We took off from Palo Alto and tried to contact the Flight Service Station to open our flight plan. No reply. After several tries, we gave up. From that point on, the flights themselves were uneventful, so far as these things go, and pretty fun.

It was a bit hazy today, but overall, the scenery when flying down the coastal areas of Norcal is amazing and well worth the yards and yards of FAA paperwork. (Also, airplanes! Did I mention airplanes? Yay airplanes!) It was great to finally hop into the plane and fly.
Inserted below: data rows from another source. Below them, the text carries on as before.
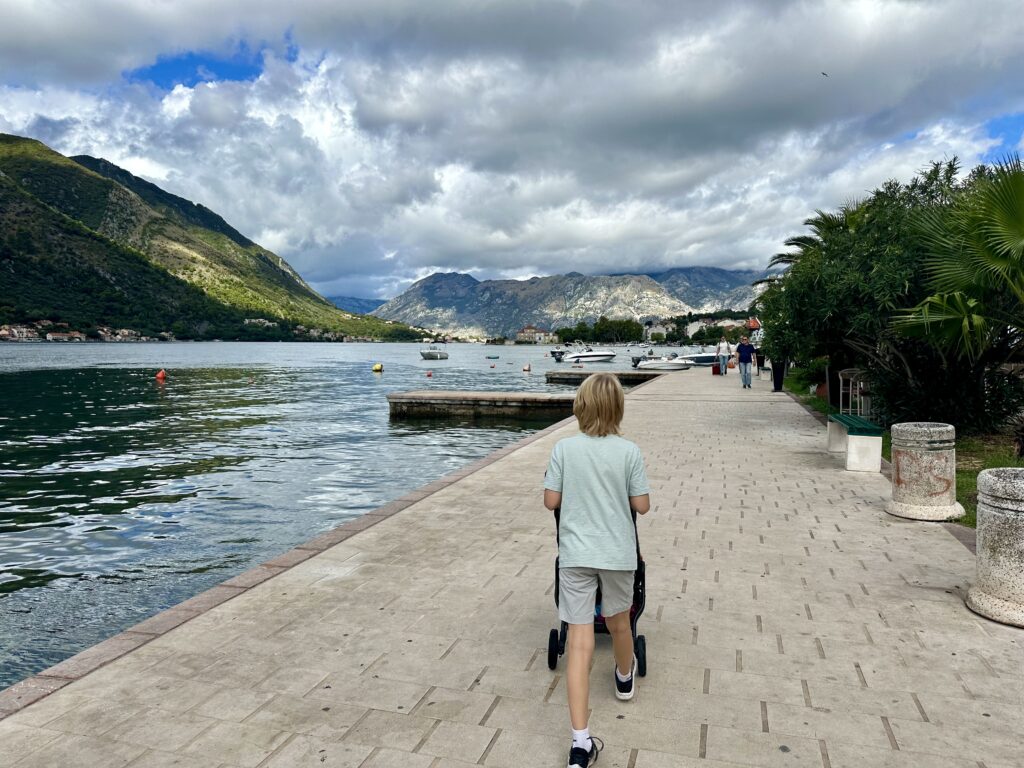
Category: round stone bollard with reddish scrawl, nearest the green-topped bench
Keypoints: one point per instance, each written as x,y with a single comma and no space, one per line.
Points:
924,472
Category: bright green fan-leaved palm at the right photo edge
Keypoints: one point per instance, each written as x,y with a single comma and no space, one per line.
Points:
976,269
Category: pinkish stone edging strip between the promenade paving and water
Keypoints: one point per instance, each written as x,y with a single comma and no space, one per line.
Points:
41,685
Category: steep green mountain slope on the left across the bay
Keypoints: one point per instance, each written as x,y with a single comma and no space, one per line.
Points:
88,243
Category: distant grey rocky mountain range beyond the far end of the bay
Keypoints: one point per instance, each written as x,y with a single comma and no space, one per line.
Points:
461,305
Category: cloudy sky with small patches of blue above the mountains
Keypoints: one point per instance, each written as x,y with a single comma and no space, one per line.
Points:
372,143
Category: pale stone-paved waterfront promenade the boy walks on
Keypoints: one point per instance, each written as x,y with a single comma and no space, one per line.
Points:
790,622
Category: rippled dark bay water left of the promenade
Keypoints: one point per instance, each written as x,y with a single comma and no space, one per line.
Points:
120,497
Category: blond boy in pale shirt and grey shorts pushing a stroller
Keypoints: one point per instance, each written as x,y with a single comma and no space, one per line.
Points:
596,478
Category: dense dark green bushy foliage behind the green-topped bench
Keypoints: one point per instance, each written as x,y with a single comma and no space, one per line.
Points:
860,269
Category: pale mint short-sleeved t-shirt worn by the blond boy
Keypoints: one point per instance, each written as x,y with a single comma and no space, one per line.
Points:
596,478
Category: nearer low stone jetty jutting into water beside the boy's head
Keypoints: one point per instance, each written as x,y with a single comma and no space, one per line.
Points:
425,404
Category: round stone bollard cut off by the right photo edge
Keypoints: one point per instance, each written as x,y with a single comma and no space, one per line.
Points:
999,590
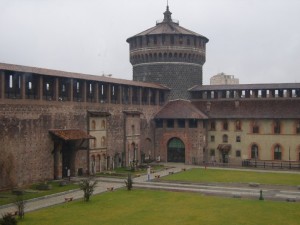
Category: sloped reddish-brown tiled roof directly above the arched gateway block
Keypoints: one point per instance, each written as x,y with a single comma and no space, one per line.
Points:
180,109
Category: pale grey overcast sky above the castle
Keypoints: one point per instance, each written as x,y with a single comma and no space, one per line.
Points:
257,41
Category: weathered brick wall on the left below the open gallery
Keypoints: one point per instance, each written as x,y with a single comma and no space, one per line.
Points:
25,138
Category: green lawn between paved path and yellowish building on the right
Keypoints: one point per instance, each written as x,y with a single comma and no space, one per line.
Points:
235,176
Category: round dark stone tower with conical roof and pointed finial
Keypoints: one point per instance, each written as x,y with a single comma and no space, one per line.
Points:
170,55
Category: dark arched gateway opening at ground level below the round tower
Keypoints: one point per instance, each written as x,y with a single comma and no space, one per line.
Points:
176,150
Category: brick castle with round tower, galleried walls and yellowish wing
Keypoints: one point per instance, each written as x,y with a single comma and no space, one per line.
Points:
53,121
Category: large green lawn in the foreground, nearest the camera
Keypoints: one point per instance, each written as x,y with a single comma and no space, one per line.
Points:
162,207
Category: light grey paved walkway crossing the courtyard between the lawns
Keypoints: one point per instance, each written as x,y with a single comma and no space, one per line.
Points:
282,193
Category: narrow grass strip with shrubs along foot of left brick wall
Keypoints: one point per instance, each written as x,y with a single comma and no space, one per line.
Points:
7,197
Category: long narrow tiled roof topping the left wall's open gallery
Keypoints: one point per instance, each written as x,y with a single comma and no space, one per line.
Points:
57,73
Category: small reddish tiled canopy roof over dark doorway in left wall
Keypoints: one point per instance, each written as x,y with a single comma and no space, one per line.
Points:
71,134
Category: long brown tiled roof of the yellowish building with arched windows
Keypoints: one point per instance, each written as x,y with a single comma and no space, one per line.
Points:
254,108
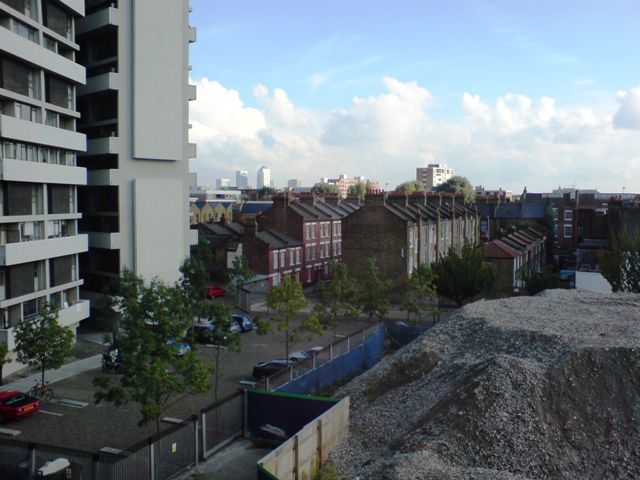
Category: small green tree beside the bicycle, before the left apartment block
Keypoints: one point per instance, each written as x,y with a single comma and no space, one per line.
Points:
42,342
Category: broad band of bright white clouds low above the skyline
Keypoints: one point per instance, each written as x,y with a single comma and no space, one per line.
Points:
510,142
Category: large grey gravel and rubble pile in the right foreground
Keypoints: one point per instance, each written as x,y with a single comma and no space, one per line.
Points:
520,388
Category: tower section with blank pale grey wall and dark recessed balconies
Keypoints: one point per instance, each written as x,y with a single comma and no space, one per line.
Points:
135,116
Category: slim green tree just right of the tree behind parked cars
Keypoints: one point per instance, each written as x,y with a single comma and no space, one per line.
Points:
337,297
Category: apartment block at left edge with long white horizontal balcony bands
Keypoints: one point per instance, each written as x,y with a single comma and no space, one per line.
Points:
40,171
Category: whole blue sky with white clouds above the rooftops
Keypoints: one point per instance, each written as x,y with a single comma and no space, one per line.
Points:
509,94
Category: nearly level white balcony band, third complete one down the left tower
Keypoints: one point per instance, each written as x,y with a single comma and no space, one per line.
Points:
38,172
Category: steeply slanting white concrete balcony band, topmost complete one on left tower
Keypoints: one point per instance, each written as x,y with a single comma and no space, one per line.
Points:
35,54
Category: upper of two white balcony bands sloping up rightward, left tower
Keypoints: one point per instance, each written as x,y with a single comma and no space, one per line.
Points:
32,251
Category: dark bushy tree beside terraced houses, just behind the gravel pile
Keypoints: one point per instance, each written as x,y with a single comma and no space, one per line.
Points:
461,276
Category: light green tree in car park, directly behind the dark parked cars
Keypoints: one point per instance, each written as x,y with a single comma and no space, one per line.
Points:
285,302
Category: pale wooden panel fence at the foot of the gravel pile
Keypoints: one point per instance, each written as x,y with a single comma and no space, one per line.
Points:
301,456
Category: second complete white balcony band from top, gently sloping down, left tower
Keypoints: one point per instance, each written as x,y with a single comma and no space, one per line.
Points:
31,132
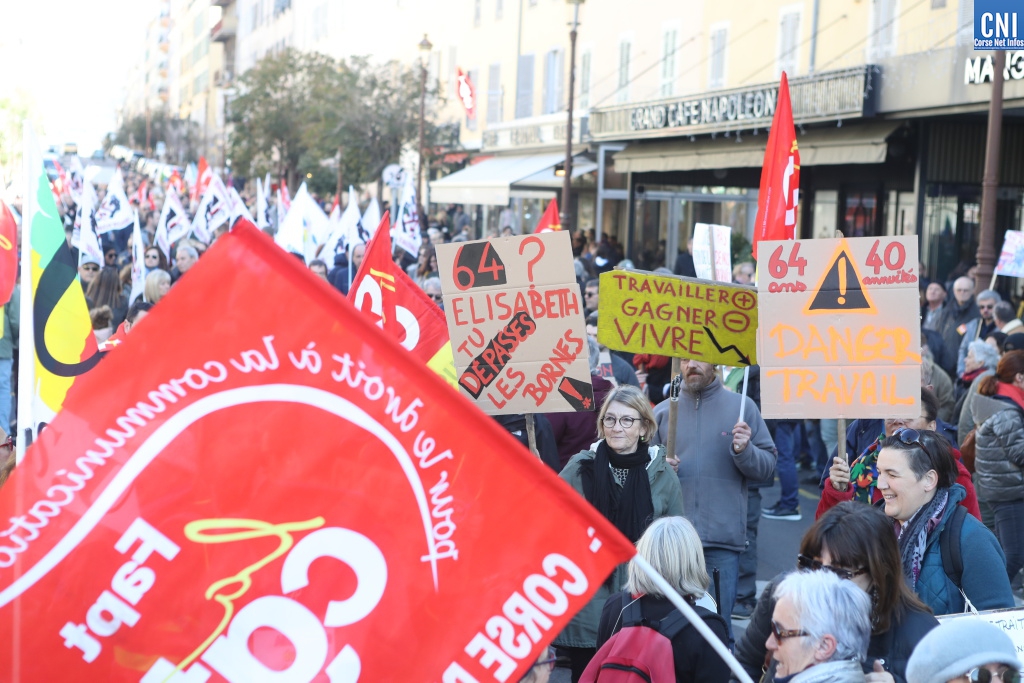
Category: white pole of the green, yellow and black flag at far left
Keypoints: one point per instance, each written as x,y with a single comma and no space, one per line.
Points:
27,332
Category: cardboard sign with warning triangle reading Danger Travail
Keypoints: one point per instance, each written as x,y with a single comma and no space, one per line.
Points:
840,328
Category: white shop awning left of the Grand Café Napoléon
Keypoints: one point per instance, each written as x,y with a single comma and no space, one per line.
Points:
490,182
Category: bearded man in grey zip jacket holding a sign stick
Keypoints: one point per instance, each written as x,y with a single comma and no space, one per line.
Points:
719,456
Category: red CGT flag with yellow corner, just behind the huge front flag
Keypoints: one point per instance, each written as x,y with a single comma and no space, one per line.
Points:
394,303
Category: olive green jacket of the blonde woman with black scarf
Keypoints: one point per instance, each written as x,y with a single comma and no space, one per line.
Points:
667,496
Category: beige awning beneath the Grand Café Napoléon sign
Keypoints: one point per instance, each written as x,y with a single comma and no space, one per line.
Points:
824,147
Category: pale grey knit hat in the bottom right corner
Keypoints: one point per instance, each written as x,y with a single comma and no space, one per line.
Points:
956,648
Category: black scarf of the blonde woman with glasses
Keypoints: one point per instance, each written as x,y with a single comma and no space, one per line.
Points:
630,508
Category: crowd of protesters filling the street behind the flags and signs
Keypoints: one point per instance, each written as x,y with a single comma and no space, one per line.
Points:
922,518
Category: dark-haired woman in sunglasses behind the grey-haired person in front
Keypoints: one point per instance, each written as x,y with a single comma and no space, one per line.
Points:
856,543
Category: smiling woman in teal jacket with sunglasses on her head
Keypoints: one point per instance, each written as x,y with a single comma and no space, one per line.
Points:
918,481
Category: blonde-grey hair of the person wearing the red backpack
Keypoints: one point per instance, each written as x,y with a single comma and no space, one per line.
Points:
673,548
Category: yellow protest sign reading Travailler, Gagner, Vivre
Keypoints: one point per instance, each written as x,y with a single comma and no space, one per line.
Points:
644,313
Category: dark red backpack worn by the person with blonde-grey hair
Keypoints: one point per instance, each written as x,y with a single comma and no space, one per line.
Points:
641,652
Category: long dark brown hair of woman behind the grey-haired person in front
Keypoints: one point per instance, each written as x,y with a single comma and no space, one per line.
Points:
860,536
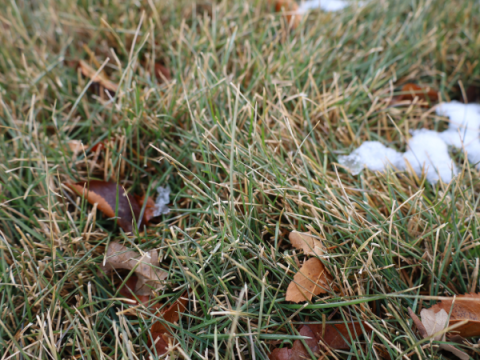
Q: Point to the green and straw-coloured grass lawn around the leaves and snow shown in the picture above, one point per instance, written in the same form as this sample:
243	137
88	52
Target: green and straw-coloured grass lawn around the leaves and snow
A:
247	135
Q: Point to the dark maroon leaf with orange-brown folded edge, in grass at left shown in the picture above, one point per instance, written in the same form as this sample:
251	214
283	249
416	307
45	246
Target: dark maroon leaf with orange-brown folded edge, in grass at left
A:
105	195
The Garmin G300 in the Flycatcher is pretty fancy; it shows a "highway in the sky" to follow and pretty much takes care of everything for you. I found it a bit distracting -- it kept my head inside the cockpit, where I was not scanning for traffic, and did not help me maintain altitude and heading visually. Next time, I'm going to use it only as a backup.

When we landed in Hollister, we saw their skydiving aircraft come in for a landing, in a sideslip and probably in beta (reverse thrust). Pretty dramatic, and an awesome and practical airplane! There was also an AMS Carat parked. I got to hop on a ladder and fuel up my airplane for the first time, woo! This might seem like a dubious achievement, but it's one more step in being "independent" with a plane, making it my plane, in a sense, rather than just a Disney ride that comes readily configured.

As we returned to Palo Alto, I was getting pretty exhausted, and Bob noted that I was flubbing my radio calls. It had been a big day. It was also just past the end of civil twilight (which is the definition of "night", for those following along at home), which is when I turn into a pumpkin because Sport Pilot does not permit night flight. But with Bob with me, of course, it was okay.